Just yesterday, I was talking about how Apple’s new AI-powered transcription and summarization feature for voice memos on iPhone is one of the features Rabbit promised on the R1 for later this year, and that gives us one less reason to buy the device.
Today, at Google I/O, the company showed off Project Astra, a multimodal AI agent designed to help you. It takes audio, pictures, and video input and is supposed to respond to your queries and follow-up questions precisely. The company claims its real USP lies in the feature working in real time and bring “response time down to conversational level”.
The keynote showed a woman walking around her workplace and asking her Google phone to identify a specific part of the speaker. The phone promptly correctly identified it as the tweeter. The woman asked it a bunch of other questions and even asked it to tell her where it had last seen her misplaced glasses.

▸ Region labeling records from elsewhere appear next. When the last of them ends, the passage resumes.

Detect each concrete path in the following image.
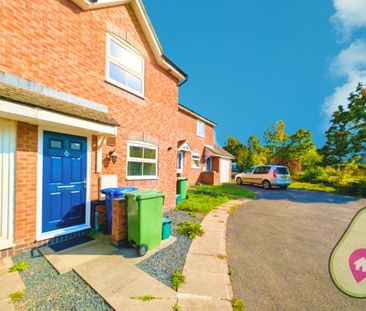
[178,199,249,311]
[227,186,366,310]
[0,257,25,311]
[40,235,177,311]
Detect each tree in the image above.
[321,84,366,164]
[263,121,289,163]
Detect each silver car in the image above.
[235,165,291,189]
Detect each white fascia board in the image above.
[72,0,186,81]
[0,100,117,136]
[178,105,216,127]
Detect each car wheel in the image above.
[262,180,272,190]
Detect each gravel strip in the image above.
[137,211,200,287]
[13,250,113,311]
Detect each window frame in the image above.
[105,33,145,98]
[191,152,201,170]
[197,120,206,138]
[126,141,159,180]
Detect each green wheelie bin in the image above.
[125,190,165,256]
[178,177,188,200]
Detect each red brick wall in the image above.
[0,0,183,256]
[178,110,214,185]
[0,0,178,207]
[15,122,38,245]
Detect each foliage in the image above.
[131,295,162,301]
[9,261,28,272]
[172,271,186,291]
[322,84,366,165]
[9,290,25,303]
[177,221,205,240]
[231,297,245,311]
[224,121,316,171]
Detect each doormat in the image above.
[48,235,94,252]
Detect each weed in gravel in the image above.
[131,295,162,301]
[227,204,241,215]
[9,261,28,272]
[173,303,182,311]
[231,297,245,311]
[177,221,205,240]
[216,254,229,260]
[9,290,25,303]
[227,267,234,280]
[172,271,186,291]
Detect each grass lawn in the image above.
[176,184,255,216]
[290,180,336,193]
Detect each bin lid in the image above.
[125,190,165,201]
[100,187,137,195]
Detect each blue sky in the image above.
[144,0,366,146]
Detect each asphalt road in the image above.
[227,186,366,311]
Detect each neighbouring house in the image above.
[177,104,235,185]
[0,0,189,257]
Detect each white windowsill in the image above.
[126,176,159,180]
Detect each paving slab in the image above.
[178,298,233,311]
[179,268,231,299]
[40,240,118,273]
[186,253,228,274]
[178,200,249,310]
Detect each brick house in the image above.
[0,0,187,256]
[177,104,234,185]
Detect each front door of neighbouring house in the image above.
[0,119,16,250]
[42,131,87,233]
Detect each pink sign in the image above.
[348,248,366,283]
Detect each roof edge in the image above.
[71,0,188,86]
[178,104,217,127]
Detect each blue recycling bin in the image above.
[100,187,137,234]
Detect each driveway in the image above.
[227,186,366,310]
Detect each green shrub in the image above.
[231,297,245,311]
[9,261,28,272]
[172,271,186,291]
[177,221,205,240]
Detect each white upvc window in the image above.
[127,142,158,179]
[192,153,201,168]
[197,120,205,138]
[106,34,145,96]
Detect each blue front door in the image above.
[42,131,87,232]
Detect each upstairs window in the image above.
[197,120,205,138]
[107,34,145,96]
[192,153,201,169]
[127,143,158,179]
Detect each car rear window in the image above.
[276,167,288,175]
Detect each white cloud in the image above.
[323,40,366,117]
[331,0,366,40]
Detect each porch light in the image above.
[108,150,118,164]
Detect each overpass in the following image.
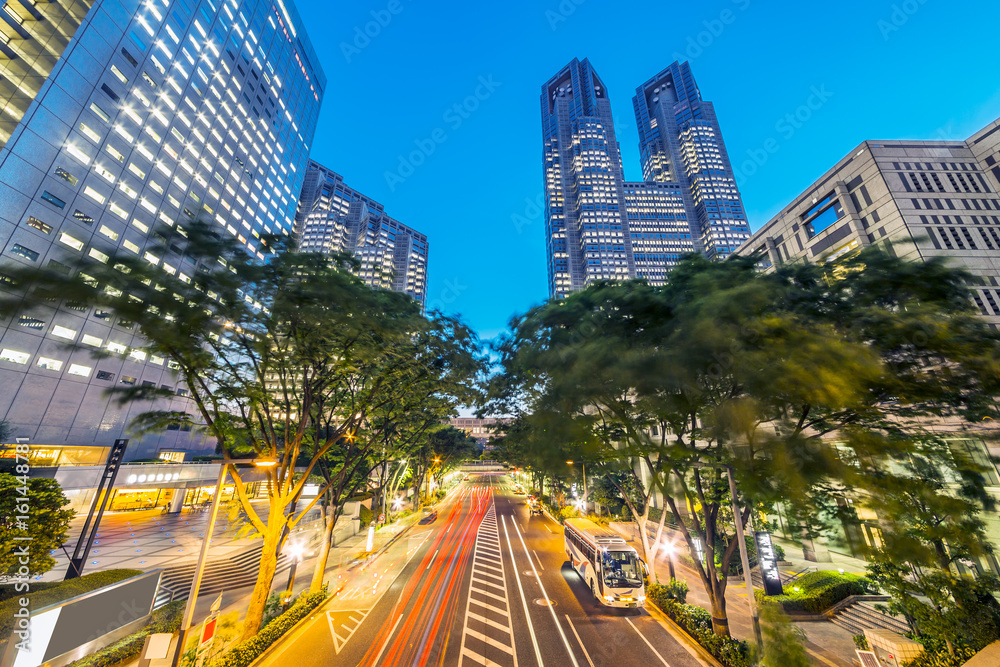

Google touted the whole “Just Ask” functionality multiple times during the keynote. They’re trying to market the new Gemini AI features to provide everything you need without asking. Another new addition is the Side Panel feature that will appear on your Gmail and Google Docs to help save you time on those services. It can summarize a long email thread, tell you the key points in a one-hour-long presentation, or summarize a PDF.
The presentation showed an example where the Side Panel user asked it to analyze all the receipts in the emails sent within the last 30 days and put some of its contents (vendor, date, etc.) on a spreadsheet. The keynote speaker mentioned that we’d be able to fully automate this action so that our spreadsheet updates alongside our Gmail. This is one of the R1’s biggest promises for late 2024 and the feature they’ve been most vocal about.
I’ve said it once and I’ll say it again: dedicated AI devices will be practically useless as soon as phones get smart enough to offer the same functionality (which will happen sooner than we think).